If the yogurt, from the store, does not have live, active culture in it, the yogurt simply remains a pot of milk. All yogurt brands claim to have live culture. I have found this to be ‘fake’ advertising. (sorry, but I am telling the truth)

Five years ago I did an experiment. I bought 8 different well known brands and set out to make a small batch of yogurt with each one, carefully marking which was which. The next morning when I should have woke to lovely firm milk yogurt, instead I woke to 8 pots of runny, watery milk!

This weekend my sister told me about a yogurt brand she loves. Said it was from a small batch, private production company and thought I might try making yogurt with it. In truth, the only reason I decided to try making it, was to prove that yet again the yogurt companies are getting away with misrepresentation.

I was WRONG! Yay!!! Finally! The yogurt worked perfectly as a live active culture starter for making my own stash of yogurt. It was just as I always remembered it.

My mom was Syrian. As a child I learned that most meat, in the Middle Eastern culture, was eaten with yogurt because it aided in the digestion of the meat. The probiotics in the yogurt were exactly what the body needed to process the meat internally.

While I am not sharing my success story with you to sell yogurt, I do want to give credit where credit it due, particularly in a world that markets falsehood to us. The yogurt company is NANCY’S. The link is here for you to find a store near you to either eat this yogurt or use it to make your own. Speaking of which, I will tell you right now, how! (Sorry, I got winded in sharing my enthusiasm with you 😉


  • Yogurt Starter – 1 cup, room temperature store bought yogurt with Real, Live, Active Culture
  • Milk – 4 cups, room temperature


Pour milk into a heavy pot. On medium heat bring the milk slowly to a low boil. As it begins to boil, a bubble of skin will begin to rise. Let it rise for a few seconds, then turn off the stove. Wait 5 minutes and turn it back on to do the same. Turn off, and do this one more time. I know this sounds kookie but it’s the way it was always done, 3 times to rise the bubble of skin.

Allow the milk to cool so that you can hold a finger in the warm milk to the count of 10. (kookie again?) If it is too hot to hold your finger that long then it will kill the active culture in the starter. If it is cold, it will not begin the fermentation process.

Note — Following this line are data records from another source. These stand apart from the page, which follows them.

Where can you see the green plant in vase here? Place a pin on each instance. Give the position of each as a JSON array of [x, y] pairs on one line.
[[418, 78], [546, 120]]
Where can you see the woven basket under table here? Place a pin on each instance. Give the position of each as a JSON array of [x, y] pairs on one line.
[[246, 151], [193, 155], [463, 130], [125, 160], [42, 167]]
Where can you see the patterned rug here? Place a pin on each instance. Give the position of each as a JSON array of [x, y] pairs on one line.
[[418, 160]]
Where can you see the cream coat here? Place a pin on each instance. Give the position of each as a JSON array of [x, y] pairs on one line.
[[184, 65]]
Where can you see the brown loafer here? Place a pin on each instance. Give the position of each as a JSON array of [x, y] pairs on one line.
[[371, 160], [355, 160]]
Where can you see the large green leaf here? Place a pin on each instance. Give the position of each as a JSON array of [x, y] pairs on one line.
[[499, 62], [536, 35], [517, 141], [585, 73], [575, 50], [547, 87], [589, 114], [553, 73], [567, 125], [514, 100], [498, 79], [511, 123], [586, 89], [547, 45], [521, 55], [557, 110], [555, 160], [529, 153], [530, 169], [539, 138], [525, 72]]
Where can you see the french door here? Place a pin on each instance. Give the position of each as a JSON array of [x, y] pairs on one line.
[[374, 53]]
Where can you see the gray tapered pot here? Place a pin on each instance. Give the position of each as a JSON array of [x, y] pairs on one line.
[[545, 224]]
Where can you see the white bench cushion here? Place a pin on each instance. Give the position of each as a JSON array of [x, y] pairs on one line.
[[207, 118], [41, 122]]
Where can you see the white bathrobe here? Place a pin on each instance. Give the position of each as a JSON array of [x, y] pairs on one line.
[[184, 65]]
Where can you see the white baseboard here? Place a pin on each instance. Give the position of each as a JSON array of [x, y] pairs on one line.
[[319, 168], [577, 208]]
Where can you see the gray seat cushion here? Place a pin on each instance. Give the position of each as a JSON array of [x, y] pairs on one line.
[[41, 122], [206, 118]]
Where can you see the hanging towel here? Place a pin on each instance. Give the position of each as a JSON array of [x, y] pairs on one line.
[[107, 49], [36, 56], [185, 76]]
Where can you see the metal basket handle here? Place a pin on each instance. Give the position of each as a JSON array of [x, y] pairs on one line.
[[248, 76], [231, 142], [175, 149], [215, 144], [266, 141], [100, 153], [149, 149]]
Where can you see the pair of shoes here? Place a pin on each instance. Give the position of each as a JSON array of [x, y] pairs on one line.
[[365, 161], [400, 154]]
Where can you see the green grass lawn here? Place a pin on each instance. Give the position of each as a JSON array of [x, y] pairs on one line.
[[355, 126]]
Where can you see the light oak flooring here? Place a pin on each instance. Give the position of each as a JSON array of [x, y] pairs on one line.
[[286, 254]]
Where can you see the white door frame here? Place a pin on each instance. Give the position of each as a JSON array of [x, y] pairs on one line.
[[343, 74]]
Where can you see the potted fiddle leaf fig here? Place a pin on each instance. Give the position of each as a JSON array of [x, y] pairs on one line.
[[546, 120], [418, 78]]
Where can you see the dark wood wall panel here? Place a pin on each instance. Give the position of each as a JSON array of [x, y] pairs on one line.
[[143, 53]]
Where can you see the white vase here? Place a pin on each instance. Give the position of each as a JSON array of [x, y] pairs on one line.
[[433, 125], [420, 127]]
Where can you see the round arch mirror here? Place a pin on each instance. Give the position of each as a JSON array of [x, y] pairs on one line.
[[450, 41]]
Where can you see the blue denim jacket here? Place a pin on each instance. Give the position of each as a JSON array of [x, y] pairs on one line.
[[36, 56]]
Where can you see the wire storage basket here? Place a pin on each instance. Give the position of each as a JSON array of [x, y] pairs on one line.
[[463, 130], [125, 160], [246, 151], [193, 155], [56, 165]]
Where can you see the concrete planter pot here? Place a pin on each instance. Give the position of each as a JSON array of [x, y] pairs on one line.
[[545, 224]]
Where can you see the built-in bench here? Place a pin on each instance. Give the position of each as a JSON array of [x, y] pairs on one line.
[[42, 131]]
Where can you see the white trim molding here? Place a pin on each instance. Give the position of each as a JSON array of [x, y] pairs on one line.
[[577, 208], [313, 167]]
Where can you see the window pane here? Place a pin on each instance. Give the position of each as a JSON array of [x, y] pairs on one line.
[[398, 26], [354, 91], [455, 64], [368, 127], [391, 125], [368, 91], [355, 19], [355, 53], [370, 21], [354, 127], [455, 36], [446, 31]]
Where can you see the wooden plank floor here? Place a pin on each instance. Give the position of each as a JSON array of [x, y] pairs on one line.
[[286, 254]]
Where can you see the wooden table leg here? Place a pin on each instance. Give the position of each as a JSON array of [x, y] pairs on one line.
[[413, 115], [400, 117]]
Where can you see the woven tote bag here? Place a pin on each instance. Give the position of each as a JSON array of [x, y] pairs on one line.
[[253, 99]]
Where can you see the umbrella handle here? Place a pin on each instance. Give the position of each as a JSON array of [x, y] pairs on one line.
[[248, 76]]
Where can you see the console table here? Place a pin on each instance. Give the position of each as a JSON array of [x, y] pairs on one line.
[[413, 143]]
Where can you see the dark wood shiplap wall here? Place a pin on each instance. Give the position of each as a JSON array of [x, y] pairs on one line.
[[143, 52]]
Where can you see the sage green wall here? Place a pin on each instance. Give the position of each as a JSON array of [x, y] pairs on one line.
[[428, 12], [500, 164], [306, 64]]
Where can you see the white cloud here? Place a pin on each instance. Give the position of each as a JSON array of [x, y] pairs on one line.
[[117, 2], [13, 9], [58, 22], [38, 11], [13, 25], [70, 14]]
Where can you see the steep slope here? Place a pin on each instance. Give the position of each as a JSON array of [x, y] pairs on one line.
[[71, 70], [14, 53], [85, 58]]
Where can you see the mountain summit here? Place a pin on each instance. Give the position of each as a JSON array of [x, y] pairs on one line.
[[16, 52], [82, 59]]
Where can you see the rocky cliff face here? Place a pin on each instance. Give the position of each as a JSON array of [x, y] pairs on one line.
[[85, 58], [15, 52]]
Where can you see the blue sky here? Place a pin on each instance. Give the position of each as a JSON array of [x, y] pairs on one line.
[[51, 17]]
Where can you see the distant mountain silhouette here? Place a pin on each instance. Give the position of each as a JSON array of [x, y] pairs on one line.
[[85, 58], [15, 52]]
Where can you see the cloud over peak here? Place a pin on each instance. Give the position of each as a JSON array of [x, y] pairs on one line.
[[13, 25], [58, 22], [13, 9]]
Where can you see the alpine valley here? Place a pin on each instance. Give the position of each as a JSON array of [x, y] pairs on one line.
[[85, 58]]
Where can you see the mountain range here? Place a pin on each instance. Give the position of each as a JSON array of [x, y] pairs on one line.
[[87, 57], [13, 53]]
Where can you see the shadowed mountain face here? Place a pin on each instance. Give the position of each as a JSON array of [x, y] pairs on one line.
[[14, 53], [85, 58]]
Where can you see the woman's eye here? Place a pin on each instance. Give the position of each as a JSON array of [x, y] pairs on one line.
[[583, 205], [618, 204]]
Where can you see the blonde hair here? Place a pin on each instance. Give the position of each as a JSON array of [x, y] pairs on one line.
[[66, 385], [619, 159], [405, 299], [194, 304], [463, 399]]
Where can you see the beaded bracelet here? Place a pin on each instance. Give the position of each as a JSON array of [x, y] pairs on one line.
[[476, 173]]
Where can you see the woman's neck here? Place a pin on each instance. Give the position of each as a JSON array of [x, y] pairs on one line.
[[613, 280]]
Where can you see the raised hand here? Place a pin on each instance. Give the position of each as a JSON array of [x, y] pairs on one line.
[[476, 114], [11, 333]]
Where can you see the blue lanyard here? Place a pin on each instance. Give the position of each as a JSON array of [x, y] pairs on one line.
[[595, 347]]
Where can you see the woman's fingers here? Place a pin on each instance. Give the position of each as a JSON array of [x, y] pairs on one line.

Add the starter. Whisk it well. Cover tightly, (I put plastic wrap over the pot and then the lid). Place in a draft-free place over night or for 8 hours. I put it in my oven, with the oven off.

After 8 or so hours, place the pot in the fridge until it chills. You should now have your own beautiful homemade yogurt. Remember to save 1 cup of your homemade yogurt to start your next batch!

Tonight I am making a small serving of Tzatziki with my freshly made yogurt, and serving it with lamb-balls, better known as Kibbeh, Yum!